Although this interview was conducted well before the scandal over prisoner abuse in Iraq became public, Cray clearly anticipated the difficulties that have surfaced recently in Iraq.
"My feeling is like we have to be careful," Cray said. "We're opening up a can of worms. And so that's where I was coming with that. It's this whole thing where it's like we've alienated half of the world by going in and doing this war. I don't think it's going to happen just like the map (for peace), like they want it to ... I think that everybody needs to sit down and reconsider and find out the root reasons for all of this instead of going in for other reasons."
The topical side of the Robert Cray Band — which besides Cray and Pugh includes drummer Kevin Hayes and bassist Karl Sevareid — isn't the only fresh dimension to "Time Will Tell'' as the CD also explores some new musical territory for the Grammy-winning guitarist and his group.
While Cray's familiar blend of blues and soul is still a prominent part of "Time Will Tell" on songs such as the gritty and vaguely spooky "Back Door Slam," the spunky horn-spiced "Your Pal" and the smooth ballad "I Didn't Know," the CD also features some of Cray's most experimental material. "Survivor," mixes a Caribbean beat with a bluesy vibe and a rolling piano line from Pugh. "Distant Shore" also has a world beat dimension with its Latin rhythm and percolating organ.
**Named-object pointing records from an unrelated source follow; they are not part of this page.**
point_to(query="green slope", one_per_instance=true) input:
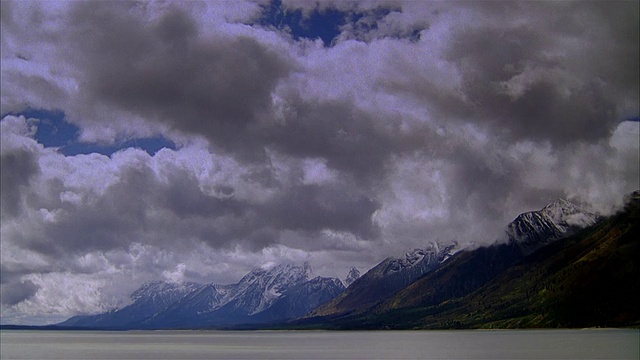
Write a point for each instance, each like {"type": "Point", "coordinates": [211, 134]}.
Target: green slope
{"type": "Point", "coordinates": [587, 280]}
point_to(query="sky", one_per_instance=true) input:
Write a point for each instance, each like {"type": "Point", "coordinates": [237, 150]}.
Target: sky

Another bold tune is Pugh's "Up In the Sky," a gorgeous string-laden ballad that merges pop with Middle Eastern tones provided by Cray playing sitar.
On the whole, Cray said he thinks the new CD is the most diverse of the 12 CDs he's released over the course of his career.
"I think we've stepped out in the past, but no, not like on 'Time Will Tell,'" Cray said. "When you look at something like 'Up In the Sky,' which is a song written by our keyboard player, Jim Pugh, it's a great song. And what we did on this record was just to have fun."
Cray said the musical experiments on "Time Will Tell" didn't happen because he believed the group needed to shake up its sound. But he said the fact that his previous two CDs, "Take Your Shoes Off" — a 1999 Grammy-winning release — and "Shoulda Been Home" (2001), had been largely overlooked, helped foster an anything-goes attitude with the "Time Will Tell" project.
"I think that there was probably a little disappointment from the fact that the last two records, one of which was Grammy material, and you know, nothing really happened with them," Cray said. "... I think the frustration because of the fact that not many people heard the last two records, we just decided we'd just go in, do what we do and just have at it.''
The Robert Cray Band plays today — July 8 — at Mississippi Nights, 914 N. First St. Tickets for the 8 p.m. show cost $26.50.